To humanity – thanks for trusting me to bear witness and to everyone that welcomed me into their lives, I won’t forget you. I add your stories, your voices, your perspective to my own. I am stronger because of you. 

The 20 Things – 

  1. People bought me dinner. And lunch. And coffee. And champagne. It’s clearly the most direct way to my heart. I will never forget you, dear people that bought me things to consume. 
  2. I helped teenagers learn how to put condoms on cucumbers in a workshop lead by community volunteers about sexual health.
  3. I had tea with survivors of sex slavery. I sometimes forgot where I was because they reminded me of so many women I once knew or all women I never knew. It mostly felt like time traveling. 
  4. People asked me to sign their book. My name was listed as the author of that book.
  5. I was pulled into a circle of dancing young women and grinded against my sister, motivated only by their wild cheers and chaotic enthusiasm.
  6. I listened to parents – thousands of them – ask for help. Sometimes I could. Sometimes it was up to them to help themselves. My job was only to remind them. 
  7. I had homeless women tell me to be realistic, that I would be angry too if I were in their position. And that they loved my boots, when I wore my hair down and my look without glasses.
  8. I stood in a sacred place where I had been once before. It felt good to measure my own personal growth. I felt tiny and humble and part of something great and big.
  9. I told several hundred teenagers that they couldn’t offend me. That our time together was about truth. They booed a part of my talk. It’s funny though, I heard it only as applause because I knew it meant they were engaged. And they still hugged me on their way out. It was a funny victory.
  10. I sat in a New York City skyscraper with literary professionals in a boardroom and tried to act casual. I probably talked way too much and way too loud. It’s hard to be cool with that kind of excitement bubbling inside. 
  11. I gave a lecture in my socks because shoes weren’t permitted in the room. News crews were there. At least the audience and reporters were in their socks too. 
  12. I asked addicts to create their own miracle story. It always involved their family. I found that both comforting and sad. Pure, unbroken love is what we all want the most. 
  13. I missed three of my children’s birthdays while traveling. I didn’t feel guilty at all. I still wonder what changed. I once loved to torture myself with mother guilt. The answer probably has to do with meaningful work and living in the moment. Though I know they’ll never let me forget it. 

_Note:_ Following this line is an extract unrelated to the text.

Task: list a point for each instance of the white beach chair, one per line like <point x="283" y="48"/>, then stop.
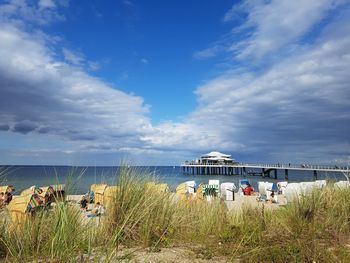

  14. I stayed too long during a Q & A session one night (like hours too long). The volunteers who were locking the building were falling asleep at the back of the room. I remembered why time limits are important – even if everyone in the room wants to keep being heard.
  15. I listened to teachers. A lot of teachers. They want to help your children. They are not perfect. They are trying so damn hard to get it right – best practices, balance, progress, needs. Offer them your partnership, extend your hand – not your criticism – in educating the whole child.
  16. Once I was given a driver. He waited outside of my hotel in his car until I called and said “Please drive me now.” Then he did. And he called me “madame”. Imagine that. 
  17. I asked my husband how he was handling all of my traveling. He said, “It’s like watching someone do exactly what they are meant to do.” I knew I married the right person. 
  18. She told me that if her husband wanted to have sex, it would happen. She could go peacefully or she could go forcefully. Nothing felt like a choice. I tried to tell explain that if there was violence for one woman, there was violence for all women. She looked down and smiled just a little, saying she really liked that. I feel like these conversations are now part of my genetic makeup. They are me. 
  19. I sat with smart and passionate people and discussed thoughts and ideas and perspectives. They charged me. Directly – like dialing into an energy source. And when it runs out, I now know, that I need to find more of it or else I don’t feel very good. 
  20. I fell in love with so many people I may never see again. I didn’t know that was possible. But I’m so glad it is.